Talk about annoying, what about "organic" egg packaging in hard clear non-recyclable packaging? At least that stuff is not recyclable in the town I've moved to. I've also emailed companies to complain, and generally not even gotten the courtesy of a reply.

Well, there's a response to this - don't buy stuff in this packaging, and let the company know why you aren't buying it.

Meanwhile, buying stuff online - why do companies still pack things using horrible non-recyclable stuff like inflated plastic bags or styrofoam peanuts instead of crumped newspapers or kraft paper. Another thing to complain about to the companies and not buy from them again. Although on ebay I ask the seller to use newspaper, etc.

Posted by Ruralite
a resident of Palo Alto Hills
on Feb 21, 2007 at 11:55 am

Ever wonder what it takes to get an egg from the hen to your kitchen intact without any cracks or let alone breaks.

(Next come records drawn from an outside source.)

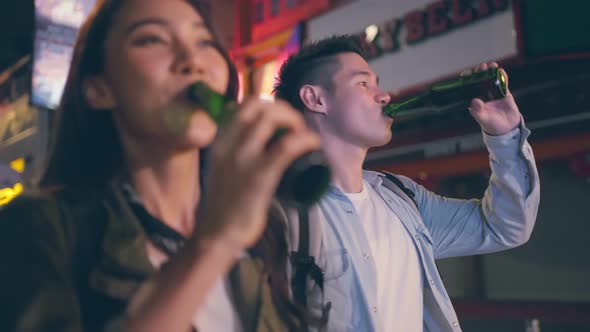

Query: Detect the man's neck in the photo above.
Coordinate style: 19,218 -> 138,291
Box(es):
122,139 -> 201,237
322,137 -> 367,193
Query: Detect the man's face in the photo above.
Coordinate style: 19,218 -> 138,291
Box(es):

A LOT more than just packaging. Ever wonder it might be better to move to rural environments.

Posted by Walter_E_Wallis
a resident of Midtown
on Feb 21, 2007 at 1:10 pm

And of course there is the shoplifting problem that necessitates those impenetrable bubble packaging.

Posted by annette
a resident of Barron Park
on Mar 13, 2007 at 3:20 am

I've noticed that most syrofoam packaging (eg. raw meat packages, styrofoam takeout packages and Jamba juice cups) are labelled as #6 recyclable, so I put them in my Palo Alto recycling bin.
None of the items you mention above are allowed in your recycling bin. Why? Because no one is making something from your plastic foam. Go to to find out what you can put in your bin.

While your plastic water bottle is recyclable, it is not likely made into another bottle, but will be "down-cycled" into sleeping bag filler or carpet. Very few plastic water bottles are made from recycled bottles and if they are the % of recycled plastic in the bottle is very little. The bottling companies use virgin plastic because it is cheaper.

The plastic triangle with the number inside is a labeling system created by the plastics industry. The number indicates the base resin of the plastic used to make whatever it is. It does not necessarily mean that the item is recyclable in your local program or at all, for that matter.

Plastic is petroluem based- need I say more? The petroluem and plastics lobbies are powerful, petroleum is heavily subsidized making it cheap. Plus companies are not held responsible for the waste their products create.

If you want to get involved to stop the plastics, try NRDC, Sierra Club, Earth Resource Foundation, or Algalita Marine Research Foundation. They may have a campaign against plastics you may be interested in and feel you can make a difference. But don't give up on letter writing. At some point a well organized campaign, letter writing and other methods, takes hold and there is a domino effect.